Meesho, a popular E-commerce platform has kicked out 150 employees from its grocery business, which is now seen as Meesho Superstore. The company was recently reconstructed and rebranded as Meesho Superstore from Farmiso earlier as trying to avoid redundancy and pushing it as a main Meesho platform.
Meesho said last week that it would integrate the grocery vertical into its main application. The company aims to provide its users with a new and different experience that somewhere the company was lacking to present.
"Approximately 150 full-time employees will be impacted by the reorganization of Meesho Superstore, which is focused on bringing in efficiencies," a Meesho representative told ET. The corporation is providing severance compensation and outplacement support to employees affected to help them find new jobs outside of the company."
According to sources close to the situation, the company's reduction would affect around 400 employees. Meesho, on the other hand, rejected this, claiming that just 150 of its employees were ordered to leave.
"The layoffs have no effect on roles at the core Meesho Marketplace Company, where we continue to acquire and expand people," Meesho stated in a blog post on Monday.
On April 6, the firm said that its grocery service, which is presently accessible in six locations, will be expanded to 12 cities by the end of the year.
According to a Meesho source, Superstore has the most employees in the organization, with around 500 people. City-level managers, product, design, and executives who worked on its user experience have all been impacted.
On the requested anonymity, an employee who was forced to leave told ET that the company indicated it was turning its grocery business and would shift to a different model that would not rely on city-level executives. According to the individual, none of the employees were given prior notice of their terminations.
According to insiders, the layoffs are an attempt to limit the company's financial burn.
In September, Since Independence Media researched that Meesho was losing $20-25 million per month due to severe competition in the online retail business.
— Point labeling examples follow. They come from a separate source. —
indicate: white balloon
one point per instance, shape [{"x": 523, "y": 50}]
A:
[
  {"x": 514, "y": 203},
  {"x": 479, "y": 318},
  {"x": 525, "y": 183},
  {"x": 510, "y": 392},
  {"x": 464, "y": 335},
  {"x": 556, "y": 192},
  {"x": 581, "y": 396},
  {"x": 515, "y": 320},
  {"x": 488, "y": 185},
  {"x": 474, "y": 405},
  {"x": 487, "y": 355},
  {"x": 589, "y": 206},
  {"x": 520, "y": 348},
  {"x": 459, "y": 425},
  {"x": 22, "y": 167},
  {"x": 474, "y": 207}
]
According to sources in the know, the cash burn increased to as much as $50 million per month earlier this year.
Superstore launched as a test in Karnataka last year, with a concentration on reduced pricing rather than the convenience of speedier delivery, which rapid commerce providers like Swiggy's Instamart, Zepto, and others have been concentrating on.
Meesho competes with companies such as Dealshare, Citymall, and Flipkart's Shopsy, which target customers through community purchasing strategies.
After raising $570 million in September, headed by Fidelity, the business has been in negotiations to raise further financing.
It has been in the market to raise additional financing, backed by SoftBank Vision Fund and Proses (formerly Naspers), among others, but insiders say it has yet to conclude the fundraising.
Meesho, like many other well-funded businesses, is aiming to reduce capital burn following a year of eye-popping fundraising and stratospheric valuations snatched by Indian new generation giants.